Common Anti-Patterns
Treating Wasm as a JS Replacement
Wasm excels at CPU-bound work. For event handling, DOM manipulation, or string-heavy UI logic, JS is usually faster to write and run. Don't port your whole UI to Wasm.
Overusing wasm-bindgen
For modules with two integer functions, the 100 KB of wasm-bindgen glue is silly. Strip down to bare Rust.
Ignoring Startup Cost
A 5 MB Wasm file is 5 MB every cold page load. Lazy-load, cache aggressively (long Cache-Control on versioned URLs), and measure actual user-perceived latency.
Copying Huge Buffers Needlessly
If you have a 50 MB image in JS and pass it to Wasm, copying is slow. For truly large buffers, design around the memory the module exports: write directly into Wasm memory from JS.
Forgetting to Export Memory
Without export "memory", the host can't read or write. Add it always.

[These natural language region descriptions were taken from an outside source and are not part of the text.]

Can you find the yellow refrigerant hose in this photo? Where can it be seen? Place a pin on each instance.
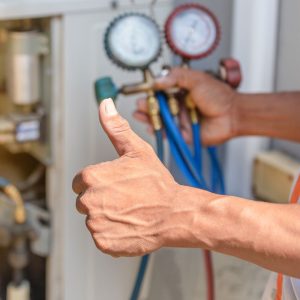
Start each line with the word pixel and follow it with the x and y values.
pixel 15 196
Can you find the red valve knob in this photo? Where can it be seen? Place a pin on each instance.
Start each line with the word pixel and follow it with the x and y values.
pixel 230 72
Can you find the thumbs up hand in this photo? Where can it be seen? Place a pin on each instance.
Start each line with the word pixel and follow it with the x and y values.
pixel 129 200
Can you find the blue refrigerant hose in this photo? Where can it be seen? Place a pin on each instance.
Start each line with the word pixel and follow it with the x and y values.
pixel 178 140
pixel 189 165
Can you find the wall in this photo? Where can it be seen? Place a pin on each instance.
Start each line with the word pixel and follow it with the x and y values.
pixel 288 64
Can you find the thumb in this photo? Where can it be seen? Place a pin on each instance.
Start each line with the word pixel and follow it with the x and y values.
pixel 117 129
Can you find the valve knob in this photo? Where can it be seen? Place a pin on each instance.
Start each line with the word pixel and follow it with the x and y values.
pixel 105 88
pixel 230 72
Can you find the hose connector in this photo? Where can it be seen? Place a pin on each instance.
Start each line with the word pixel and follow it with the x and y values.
pixel 153 111
pixel 14 195
pixel 190 104
pixel 173 105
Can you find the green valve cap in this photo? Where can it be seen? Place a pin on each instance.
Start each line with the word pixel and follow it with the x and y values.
pixel 105 88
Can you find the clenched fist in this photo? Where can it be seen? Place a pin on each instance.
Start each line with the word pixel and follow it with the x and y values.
pixel 129 200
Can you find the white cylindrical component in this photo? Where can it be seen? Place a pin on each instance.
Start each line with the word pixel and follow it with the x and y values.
pixel 23 66
pixel 21 292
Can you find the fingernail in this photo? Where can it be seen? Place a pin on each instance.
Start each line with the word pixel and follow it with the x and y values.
pixel 110 108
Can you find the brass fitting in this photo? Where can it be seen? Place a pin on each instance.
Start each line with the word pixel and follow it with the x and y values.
pixel 190 104
pixel 153 110
pixel 173 105
pixel 13 194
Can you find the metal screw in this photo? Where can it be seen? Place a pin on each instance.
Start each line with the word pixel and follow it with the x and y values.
pixel 114 4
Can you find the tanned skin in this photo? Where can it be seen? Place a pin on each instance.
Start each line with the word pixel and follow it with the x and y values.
pixel 134 206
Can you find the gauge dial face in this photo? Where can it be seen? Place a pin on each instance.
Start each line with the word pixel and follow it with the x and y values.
pixel 192 31
pixel 133 41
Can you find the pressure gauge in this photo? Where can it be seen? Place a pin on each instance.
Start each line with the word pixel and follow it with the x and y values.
pixel 133 41
pixel 192 31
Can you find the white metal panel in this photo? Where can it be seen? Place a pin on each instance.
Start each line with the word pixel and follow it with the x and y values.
pixel 88 274
pixel 10 9
pixel 288 67
pixel 254 43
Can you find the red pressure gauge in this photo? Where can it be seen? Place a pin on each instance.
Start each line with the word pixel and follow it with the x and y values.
pixel 192 31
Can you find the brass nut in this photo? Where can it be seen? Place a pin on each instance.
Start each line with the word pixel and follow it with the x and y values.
pixel 173 104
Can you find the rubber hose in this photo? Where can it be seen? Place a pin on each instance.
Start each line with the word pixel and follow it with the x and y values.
pixel 178 139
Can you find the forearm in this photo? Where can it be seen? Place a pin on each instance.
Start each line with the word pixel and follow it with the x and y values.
pixel 263 233
pixel 274 115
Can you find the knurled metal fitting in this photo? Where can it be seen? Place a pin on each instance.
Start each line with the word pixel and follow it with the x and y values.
pixel 153 110
pixel 173 105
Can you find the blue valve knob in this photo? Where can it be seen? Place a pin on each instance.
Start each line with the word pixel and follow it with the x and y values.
pixel 105 88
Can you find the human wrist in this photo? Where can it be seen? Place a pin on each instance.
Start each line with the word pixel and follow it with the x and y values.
pixel 236 113
pixel 186 224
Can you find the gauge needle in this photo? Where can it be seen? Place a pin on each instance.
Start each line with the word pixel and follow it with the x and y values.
pixel 191 32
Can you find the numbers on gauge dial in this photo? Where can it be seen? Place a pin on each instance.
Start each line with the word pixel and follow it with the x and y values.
pixel 193 32
pixel 134 40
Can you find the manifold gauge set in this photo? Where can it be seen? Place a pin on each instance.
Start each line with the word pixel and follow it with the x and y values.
pixel 133 41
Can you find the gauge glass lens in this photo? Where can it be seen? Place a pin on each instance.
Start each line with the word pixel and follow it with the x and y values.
pixel 134 41
pixel 193 32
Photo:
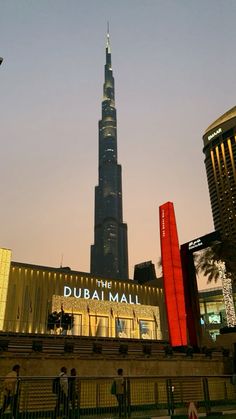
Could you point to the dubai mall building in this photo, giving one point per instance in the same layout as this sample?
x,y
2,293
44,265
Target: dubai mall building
x,y
39,299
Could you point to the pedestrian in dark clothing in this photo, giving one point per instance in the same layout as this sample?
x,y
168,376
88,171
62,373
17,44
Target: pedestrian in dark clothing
x,y
73,396
62,402
11,391
120,392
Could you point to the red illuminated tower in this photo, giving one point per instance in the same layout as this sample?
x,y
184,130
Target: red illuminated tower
x,y
172,276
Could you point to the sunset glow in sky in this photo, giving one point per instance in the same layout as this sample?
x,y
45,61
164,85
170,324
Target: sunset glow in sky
x,y
174,66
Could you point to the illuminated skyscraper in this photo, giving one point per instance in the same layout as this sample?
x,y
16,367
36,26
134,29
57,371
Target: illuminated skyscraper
x,y
220,160
109,253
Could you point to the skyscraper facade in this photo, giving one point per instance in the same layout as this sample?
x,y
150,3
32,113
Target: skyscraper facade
x,y
220,161
109,253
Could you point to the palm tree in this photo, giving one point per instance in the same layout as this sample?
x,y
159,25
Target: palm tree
x,y
219,262
207,261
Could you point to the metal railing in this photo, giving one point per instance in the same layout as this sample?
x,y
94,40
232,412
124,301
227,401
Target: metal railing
x,y
144,397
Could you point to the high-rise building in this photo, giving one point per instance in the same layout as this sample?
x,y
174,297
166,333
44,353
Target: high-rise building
x,y
220,161
109,253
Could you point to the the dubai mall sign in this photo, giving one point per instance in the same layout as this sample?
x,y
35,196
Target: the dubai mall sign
x,y
102,293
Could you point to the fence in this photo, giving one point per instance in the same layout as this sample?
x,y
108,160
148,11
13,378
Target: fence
x,y
145,397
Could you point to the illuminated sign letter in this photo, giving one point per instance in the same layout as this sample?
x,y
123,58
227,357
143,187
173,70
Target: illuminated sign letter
x,y
75,293
123,299
95,296
67,291
86,294
115,298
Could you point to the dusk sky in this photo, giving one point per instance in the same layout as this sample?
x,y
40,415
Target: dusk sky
x,y
174,67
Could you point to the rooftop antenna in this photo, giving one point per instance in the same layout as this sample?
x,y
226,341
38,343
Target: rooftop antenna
x,y
108,38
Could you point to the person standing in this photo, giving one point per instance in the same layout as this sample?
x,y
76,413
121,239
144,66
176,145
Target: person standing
x,y
120,391
62,397
73,396
11,391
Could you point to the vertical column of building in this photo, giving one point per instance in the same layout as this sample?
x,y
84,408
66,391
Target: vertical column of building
x,y
109,253
172,276
220,161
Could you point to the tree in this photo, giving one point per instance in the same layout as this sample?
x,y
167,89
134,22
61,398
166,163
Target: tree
x,y
207,261
219,261
63,321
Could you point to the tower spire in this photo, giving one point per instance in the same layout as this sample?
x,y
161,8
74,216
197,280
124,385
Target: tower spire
x,y
109,253
108,44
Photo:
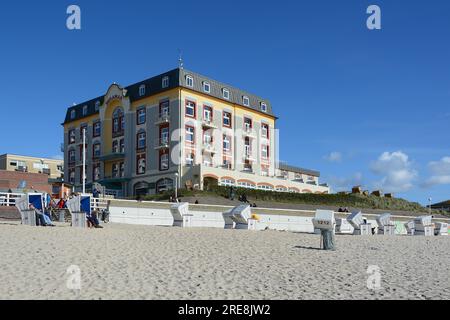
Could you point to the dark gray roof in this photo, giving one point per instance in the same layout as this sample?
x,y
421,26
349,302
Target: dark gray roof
x,y
236,95
177,78
287,167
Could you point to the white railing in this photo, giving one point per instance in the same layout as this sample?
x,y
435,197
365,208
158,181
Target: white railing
x,y
9,199
99,203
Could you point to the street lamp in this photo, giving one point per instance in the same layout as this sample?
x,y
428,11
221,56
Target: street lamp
x,y
429,205
176,186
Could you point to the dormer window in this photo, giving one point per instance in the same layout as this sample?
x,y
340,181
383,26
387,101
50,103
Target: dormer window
x,y
165,82
142,90
246,101
226,94
206,87
190,81
263,107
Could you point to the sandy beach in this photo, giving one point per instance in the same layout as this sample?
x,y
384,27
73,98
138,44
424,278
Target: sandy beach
x,y
143,262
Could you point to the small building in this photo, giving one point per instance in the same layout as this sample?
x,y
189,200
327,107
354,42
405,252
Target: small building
x,y
444,206
52,168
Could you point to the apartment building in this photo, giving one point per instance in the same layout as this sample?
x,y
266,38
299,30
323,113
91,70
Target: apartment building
x,y
51,167
178,129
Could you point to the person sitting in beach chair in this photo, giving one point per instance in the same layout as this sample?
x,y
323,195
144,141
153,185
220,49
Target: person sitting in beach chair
x,y
92,220
42,219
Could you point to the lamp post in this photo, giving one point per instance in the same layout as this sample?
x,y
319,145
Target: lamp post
x,y
429,205
84,160
176,186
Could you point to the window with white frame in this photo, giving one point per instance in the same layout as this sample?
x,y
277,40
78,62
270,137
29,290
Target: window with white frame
x,y
190,134
97,130
227,119
165,82
141,164
142,90
72,156
263,107
265,130
141,140
226,93
164,161
115,170
226,144
97,150
164,134
141,115
190,158
72,136
246,101
245,184
206,87
207,113
265,187
226,182
265,152
189,81
190,109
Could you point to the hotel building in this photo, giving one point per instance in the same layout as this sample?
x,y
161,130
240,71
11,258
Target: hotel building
x,y
178,129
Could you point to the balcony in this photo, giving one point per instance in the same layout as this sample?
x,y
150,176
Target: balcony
x,y
162,143
112,156
248,154
208,147
249,132
208,123
163,118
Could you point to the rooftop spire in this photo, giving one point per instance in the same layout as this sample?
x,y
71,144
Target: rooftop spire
x,y
180,59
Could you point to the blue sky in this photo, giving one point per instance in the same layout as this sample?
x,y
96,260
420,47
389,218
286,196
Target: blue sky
x,y
363,107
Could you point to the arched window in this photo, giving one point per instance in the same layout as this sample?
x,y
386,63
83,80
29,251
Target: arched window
x,y
118,122
164,185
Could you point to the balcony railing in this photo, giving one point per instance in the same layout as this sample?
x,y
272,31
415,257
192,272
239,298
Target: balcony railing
x,y
208,123
249,131
163,118
162,143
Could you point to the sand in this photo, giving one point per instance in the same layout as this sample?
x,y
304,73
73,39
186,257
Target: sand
x,y
143,262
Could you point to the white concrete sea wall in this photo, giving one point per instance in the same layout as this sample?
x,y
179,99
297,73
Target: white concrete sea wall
x,y
141,213
211,216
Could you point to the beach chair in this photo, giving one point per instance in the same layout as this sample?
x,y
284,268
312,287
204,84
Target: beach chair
x,y
423,226
441,229
180,214
79,207
409,226
385,225
229,223
242,217
27,215
324,222
343,226
360,227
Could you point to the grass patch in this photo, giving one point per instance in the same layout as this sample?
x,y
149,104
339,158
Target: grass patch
x,y
337,200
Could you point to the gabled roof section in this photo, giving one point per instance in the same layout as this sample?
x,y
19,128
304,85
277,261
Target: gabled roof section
x,y
177,78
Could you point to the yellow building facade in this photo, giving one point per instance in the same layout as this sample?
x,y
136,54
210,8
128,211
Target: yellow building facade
x,y
178,129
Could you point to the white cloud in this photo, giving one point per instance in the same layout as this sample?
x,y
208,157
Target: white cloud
x,y
345,184
334,157
396,171
440,172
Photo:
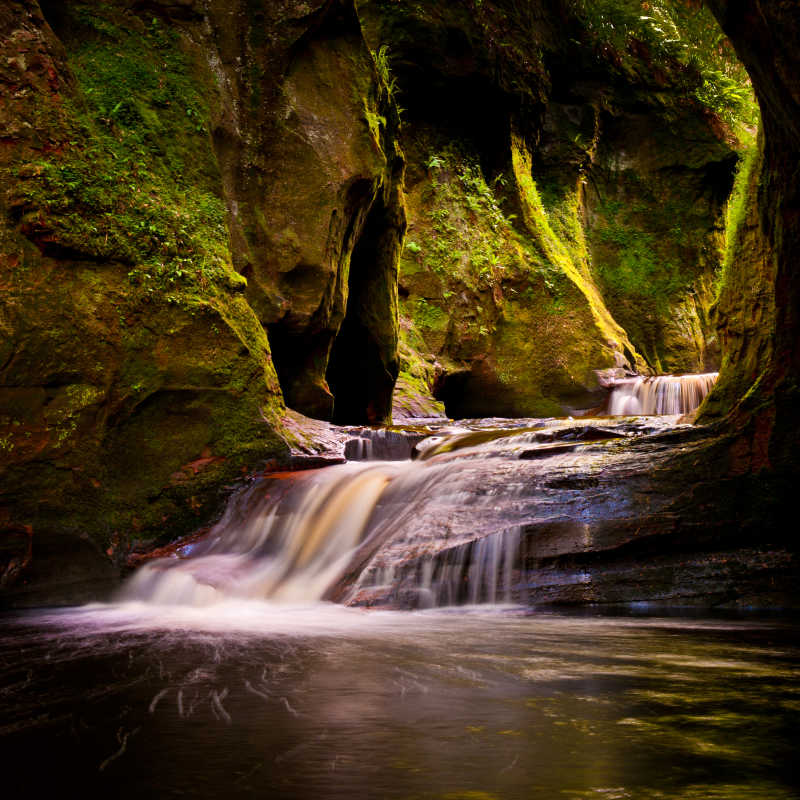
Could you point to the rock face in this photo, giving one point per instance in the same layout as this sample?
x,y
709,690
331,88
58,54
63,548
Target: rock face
x,y
197,198
758,386
214,210
558,220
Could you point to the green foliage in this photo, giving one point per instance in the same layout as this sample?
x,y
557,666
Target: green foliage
x,y
635,267
736,212
384,67
677,32
139,182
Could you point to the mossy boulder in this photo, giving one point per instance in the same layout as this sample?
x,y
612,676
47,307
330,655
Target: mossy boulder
x,y
559,223
178,187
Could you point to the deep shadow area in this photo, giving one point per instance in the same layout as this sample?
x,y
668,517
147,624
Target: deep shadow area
x,y
468,394
360,381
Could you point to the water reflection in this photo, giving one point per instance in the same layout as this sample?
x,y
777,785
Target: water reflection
x,y
250,700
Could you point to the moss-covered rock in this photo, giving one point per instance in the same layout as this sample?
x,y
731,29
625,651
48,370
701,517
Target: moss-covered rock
x,y
174,187
551,234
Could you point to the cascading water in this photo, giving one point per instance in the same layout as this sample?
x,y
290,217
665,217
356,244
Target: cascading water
x,y
664,394
447,528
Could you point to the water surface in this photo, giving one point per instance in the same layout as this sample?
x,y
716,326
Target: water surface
x,y
247,699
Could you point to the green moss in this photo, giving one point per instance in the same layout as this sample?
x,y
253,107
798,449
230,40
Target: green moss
x,y
138,182
736,212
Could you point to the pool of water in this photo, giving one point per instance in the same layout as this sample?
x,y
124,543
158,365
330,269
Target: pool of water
x,y
247,699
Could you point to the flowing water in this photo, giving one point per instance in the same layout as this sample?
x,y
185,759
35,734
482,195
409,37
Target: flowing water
x,y
247,699
443,529
225,671
664,394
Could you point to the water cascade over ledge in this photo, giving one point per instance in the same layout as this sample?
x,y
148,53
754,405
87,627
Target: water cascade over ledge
x,y
664,394
454,526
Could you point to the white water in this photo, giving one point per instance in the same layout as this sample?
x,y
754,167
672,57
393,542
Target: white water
x,y
665,394
287,542
441,530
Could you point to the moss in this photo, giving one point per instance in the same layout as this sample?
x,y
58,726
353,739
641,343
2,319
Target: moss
x,y
138,181
736,212
567,253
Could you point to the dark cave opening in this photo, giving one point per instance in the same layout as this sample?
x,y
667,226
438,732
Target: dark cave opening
x,y
473,393
358,376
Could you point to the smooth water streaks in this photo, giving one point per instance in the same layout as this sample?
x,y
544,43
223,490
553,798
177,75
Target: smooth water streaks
x,y
664,394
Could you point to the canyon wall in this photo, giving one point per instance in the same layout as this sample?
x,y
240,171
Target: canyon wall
x,y
212,212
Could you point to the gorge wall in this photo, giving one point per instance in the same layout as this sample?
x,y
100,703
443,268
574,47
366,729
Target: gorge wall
x,y
214,211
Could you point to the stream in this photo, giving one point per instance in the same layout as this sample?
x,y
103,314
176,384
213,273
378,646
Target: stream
x,y
227,669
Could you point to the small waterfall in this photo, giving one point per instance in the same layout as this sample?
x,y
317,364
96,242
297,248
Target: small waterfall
x,y
480,571
286,538
443,529
665,394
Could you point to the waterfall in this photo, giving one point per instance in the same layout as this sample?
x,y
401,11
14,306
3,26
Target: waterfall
x,y
446,528
286,538
665,394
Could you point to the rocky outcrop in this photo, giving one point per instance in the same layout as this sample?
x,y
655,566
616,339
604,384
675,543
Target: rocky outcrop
x,y
197,199
758,385
559,222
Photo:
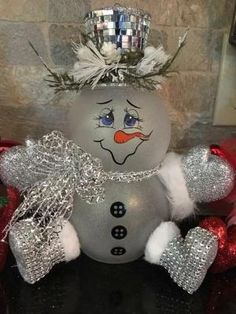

Forever-Looping Modules in Production
Untrusted code without a CPU deadline can hang your host. Always set limits on the Wasm side if you're running code you don't control.
Shipping Debug Builds
Debug Wasm is huge and slow. Always --release.
Not Versioning Wasm Files
Ship greet.wasm without a content hash in the URL. Clients cache the old one forever. Use greet.<hash>.wasm and long Cache-Control headers.
The One-Page Checklist
Before shipping a Wasm module:
- Built with
--release. - Size-optimized (
opt-level = "z",lto,strip,panic = "abort"). - Ran through
wasm-opt -Oz. - Checked with
twiggyfor obvious bloat. - Served with a content-addressed URL and long cache headers.
- Lazy-loaded, not blocking first paint.
- Exports
memory(if host needs to read/write). - Panics produce useful errors (panic hook installed).
- Capabilities scoped minimally (for server-side).
- Resource limits set (for server-side, multi-tenant).
Where to Go From Here
You have the fundamentals, the toolchain, the browser and server patterns, and the habits. The next level is depth:
- Rust and WebAssembly book: the canonical next step for Rust-to-Wasm depth.
- Wasmtime docs: server-side runtime internals and embedding.
- Bytecode Alliance blog: where the next-gen Wasm features are designed in public.
- WebAssembly spec: the ground truth when something surprises you.
- Read real components. Open-source Wasm plugins (Envoy filters, Spin components, Fastly Compute@Edge samples) show patterns at production scale.
- Build a small tool. A CLI that processes files via WASI. A browser filter that runs faster than JS could. A plugin system for your own server. Shipping something forces the lessons to stick.
Wasm has been "the next big thing" for years. It's also been quietly growing into critical infrastructure the whole time. The sweet spot is there: fast, portable, sandboxed compute. The rest is detail.